Created attachment 874513 [details] Capture from vmstat with kernel 3.13.5-103.fc19.x86_64 Problem starts after "Fri Mar 14 13:36:55 CET 2014", going on and off a little until "Fri Mar 14 13:56:06 CET 2014" after which the situation is permanent poor. Rebooted at the end as I had not time to let it recover by itself. Overall this was far from one of the worst occurrences experienced, only very, very unresponsive, not like totally frozen.
Notice: I will soon loose access to this computer where I get the issue almost daily, so if there is any patches I should try out by all means do not wait!

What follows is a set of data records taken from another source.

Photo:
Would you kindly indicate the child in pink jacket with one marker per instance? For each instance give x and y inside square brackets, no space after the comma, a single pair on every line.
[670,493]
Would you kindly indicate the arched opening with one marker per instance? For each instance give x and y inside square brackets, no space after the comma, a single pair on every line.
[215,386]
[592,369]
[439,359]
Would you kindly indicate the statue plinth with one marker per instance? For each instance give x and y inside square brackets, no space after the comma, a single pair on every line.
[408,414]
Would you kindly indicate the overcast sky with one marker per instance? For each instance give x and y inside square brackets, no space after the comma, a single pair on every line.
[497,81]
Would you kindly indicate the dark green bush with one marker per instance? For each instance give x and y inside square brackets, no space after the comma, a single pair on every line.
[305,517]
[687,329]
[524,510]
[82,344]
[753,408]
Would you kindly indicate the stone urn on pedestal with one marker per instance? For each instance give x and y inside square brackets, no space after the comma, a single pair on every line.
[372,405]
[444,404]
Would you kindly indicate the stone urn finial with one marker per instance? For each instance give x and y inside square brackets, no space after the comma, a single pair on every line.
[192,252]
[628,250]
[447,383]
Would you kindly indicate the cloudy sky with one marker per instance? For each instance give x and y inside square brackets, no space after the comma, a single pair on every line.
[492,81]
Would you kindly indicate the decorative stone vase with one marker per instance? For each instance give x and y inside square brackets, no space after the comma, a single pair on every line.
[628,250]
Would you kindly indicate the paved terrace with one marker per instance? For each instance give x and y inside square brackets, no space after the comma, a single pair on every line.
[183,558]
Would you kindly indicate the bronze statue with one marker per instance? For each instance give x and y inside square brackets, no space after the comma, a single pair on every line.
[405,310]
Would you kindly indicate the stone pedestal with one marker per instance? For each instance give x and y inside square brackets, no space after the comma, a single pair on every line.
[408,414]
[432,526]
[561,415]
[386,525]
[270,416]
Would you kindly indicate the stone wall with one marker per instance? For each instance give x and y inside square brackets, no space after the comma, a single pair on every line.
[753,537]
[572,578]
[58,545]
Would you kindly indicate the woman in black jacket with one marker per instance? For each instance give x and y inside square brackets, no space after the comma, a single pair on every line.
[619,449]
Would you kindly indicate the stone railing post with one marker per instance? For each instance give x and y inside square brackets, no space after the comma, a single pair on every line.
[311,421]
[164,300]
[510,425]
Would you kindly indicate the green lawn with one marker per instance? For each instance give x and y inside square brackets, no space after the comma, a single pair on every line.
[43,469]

*********** MASS BUG UPDATE ************** We apologize for the inconvenience. There is a large number of bugs to go through and several of them have gone stale. Due to this, we are doing a mass bug update across all of the Fedora 19 kernel bugs. Fedora 19 has now been rebased to 3.14.4-100.fc19. Please test this kernel update (or newer) and let us know if you issue has been resolved or if it is still present with the newer kernel. If you have moved on to Fedora 20, and are still experiencing this issue, please change the version to Fedora 20. If you experience different issues, please open a new bug report for those.
*********** MASS BUG UPDATE ************** This bug is being closed with INSUFFICIENT_DATA as there has not been a response in 4 weeks. If you are still experiencing this issue, please reopen and attach the relevant data from the latest kernel you are running and any data that might have been requested previously.